1. Why did you write this book?
I had worked for many years running intercultural training workshops with participants from all over the world, and I was also a docent at the Smithsonian Institution’s museum of modern and contemporary art. I felt strongly that art was a dynamic pathway into understanding other cultures and our own. When we establish a personal connection to a piece of art, we have a chance to learn a great deal about ourselves and others.
2. What is the most important thing you want readers to take away from this book?
We can open deep pathways to understanding with others by searching for shared meanings. One way to do that is through dialogues with art, either one-to-one with just one viewer and one piece of art - or in groups, where several of us share perceptions and listen to one another’s insights.
3. Name one or two books in our field that influenced you the most, that you think all interculturalists should be familiar with? Why?

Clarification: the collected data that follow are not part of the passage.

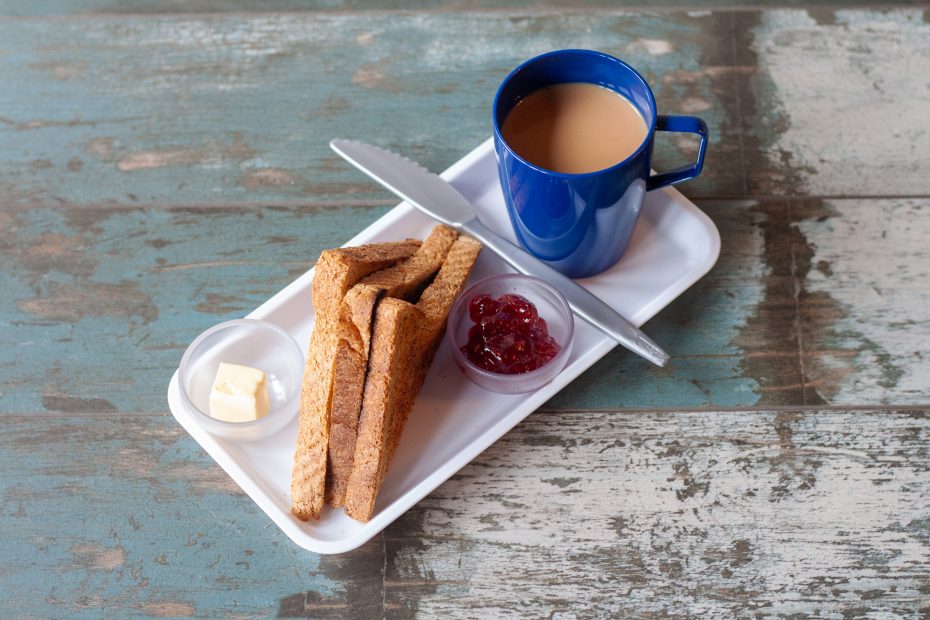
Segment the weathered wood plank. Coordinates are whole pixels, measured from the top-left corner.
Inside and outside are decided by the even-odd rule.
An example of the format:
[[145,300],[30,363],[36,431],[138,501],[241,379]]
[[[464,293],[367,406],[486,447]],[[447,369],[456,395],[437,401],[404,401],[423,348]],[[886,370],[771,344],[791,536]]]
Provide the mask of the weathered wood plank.
[[10,418],[0,472],[4,618],[380,613],[380,540],[305,553],[171,417]]
[[930,418],[537,413],[385,532],[388,615],[930,613]]
[[[665,110],[686,98],[719,135],[717,80],[701,74],[702,56],[731,59],[718,25],[707,13],[0,20],[0,75],[18,85],[0,92],[0,190],[25,204],[383,199],[332,137],[441,170],[490,134],[510,68],[567,46],[624,56]],[[662,165],[691,146],[676,144]],[[708,166],[706,187],[714,169],[726,166]]]
[[[930,194],[930,11],[739,16],[751,193]],[[752,131],[755,126],[755,131]]]
[[[720,264],[649,325],[674,364],[653,370],[616,351],[550,407],[751,405],[766,394],[760,383],[798,382],[796,355],[750,369],[757,374],[740,366],[746,350],[793,342],[778,332],[738,338],[764,296],[765,215],[739,203],[706,206],[728,240]],[[11,327],[0,330],[0,411],[162,409],[200,331],[249,312],[382,211],[0,211],[0,317]],[[786,364],[786,377],[772,374]],[[767,393],[800,402],[791,390]]]
[[[766,0],[756,2],[757,8],[778,8],[784,6],[824,6],[832,7],[836,0]],[[920,4],[920,0],[874,0],[869,4],[908,5]],[[0,1],[0,15],[16,16],[52,16],[52,15],[88,15],[97,13],[113,14],[150,14],[150,13],[226,13],[226,12],[295,12],[295,11],[383,11],[383,10],[424,10],[441,9],[445,11],[463,11],[478,9],[543,9],[543,10],[578,10],[616,9],[620,7],[644,8],[650,10],[701,9],[721,7],[745,7],[741,0],[659,0],[645,3],[642,0],[469,0],[462,3],[453,0],[16,0]]]
[[[548,409],[926,402],[926,200],[700,204],[720,261],[647,326],[672,365],[616,350]],[[384,208],[0,210],[0,411],[162,409],[197,333]]]
[[805,380],[825,402],[930,395],[930,201],[792,205]]
[[[712,147],[690,195],[927,195],[926,15],[0,20],[0,75],[17,86],[0,92],[0,189],[23,204],[383,200],[329,138],[368,138],[444,168],[488,135],[510,67],[584,46],[641,69],[663,111],[707,119]],[[815,87],[836,76],[842,84]],[[657,167],[692,147],[662,138]]]
[[3,617],[913,616],[930,600],[926,412],[537,413],[389,527],[386,563],[378,539],[295,547],[170,417],[4,428]]
[[720,262],[648,326],[675,343],[672,369],[615,351],[550,406],[734,406],[747,391],[758,406],[925,403],[928,207],[927,199],[706,205],[723,238]]
[[[930,93],[917,77],[930,72],[925,17],[812,9],[0,20],[0,75],[17,85],[0,92],[0,189],[27,204],[381,200],[329,152],[329,138],[368,138],[444,168],[488,135],[491,97],[510,67],[582,46],[641,69],[663,111],[709,122],[713,143],[691,195],[927,195],[930,147],[920,136]],[[450,45],[457,40],[469,45]],[[814,87],[840,75],[842,85]],[[663,138],[657,167],[692,147]]]
[[250,312],[384,210],[0,211],[0,409],[163,410],[198,333]]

Some books that influenced me were not necessarily written by interculturalists but were exceptionally meaningful to me. Daniel Boorstin’s The Creators and David Bohm’s On Dialogue are among them. Robert Kohls’s Survival Kit for Overseas Living continues to be a useful guide because of its straight-forward and down-to-earth style.

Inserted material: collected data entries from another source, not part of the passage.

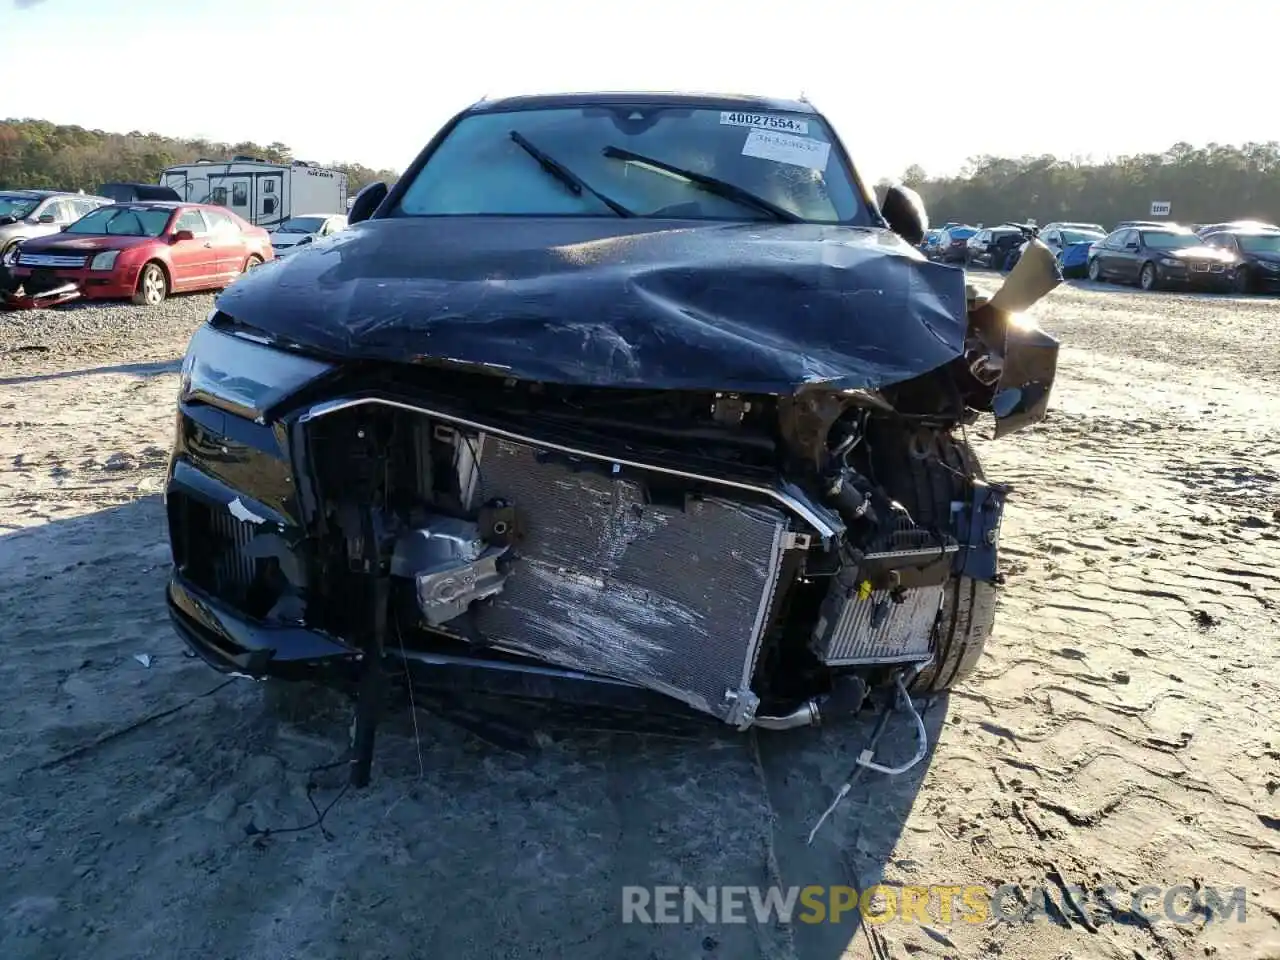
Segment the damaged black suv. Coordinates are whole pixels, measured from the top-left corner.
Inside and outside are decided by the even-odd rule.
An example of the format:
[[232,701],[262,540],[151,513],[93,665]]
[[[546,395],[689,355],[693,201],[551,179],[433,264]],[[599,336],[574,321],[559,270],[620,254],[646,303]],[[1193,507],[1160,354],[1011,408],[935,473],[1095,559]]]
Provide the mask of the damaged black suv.
[[1043,248],[974,300],[812,106],[736,96],[481,102],[351,222],[191,341],[168,602],[356,692],[365,776],[393,678],[745,729],[974,669],[1006,491],[957,432],[1044,416]]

4. What is one of the most significant, most memorable cross-cultural experiences you have had?
I am among the fortunate to have had a number of significant cross-cultural experiences. Several took place while sharing music or food.
5. If you could pass on only one insight/one lesson learned to others about crossing cultures, what would you say?
Observe closely, notice your own immediate judgements and avoid speaking them, Describe carefully, to yourself, what you see and feel.
6. This newsletter goes to nearly 1,000 readers, folks who are either in or interested in the field of intercultural communications. If you’d like to say something else to these folks, something we have not asked about in this questionnaire, feel free to add your brief comments here.
I wrote a book about using art as a form of intercultural communication because art is everywhere and reveals what one artist and, often, what whole cultures value. When we pay attention, art can give us insights that little else can.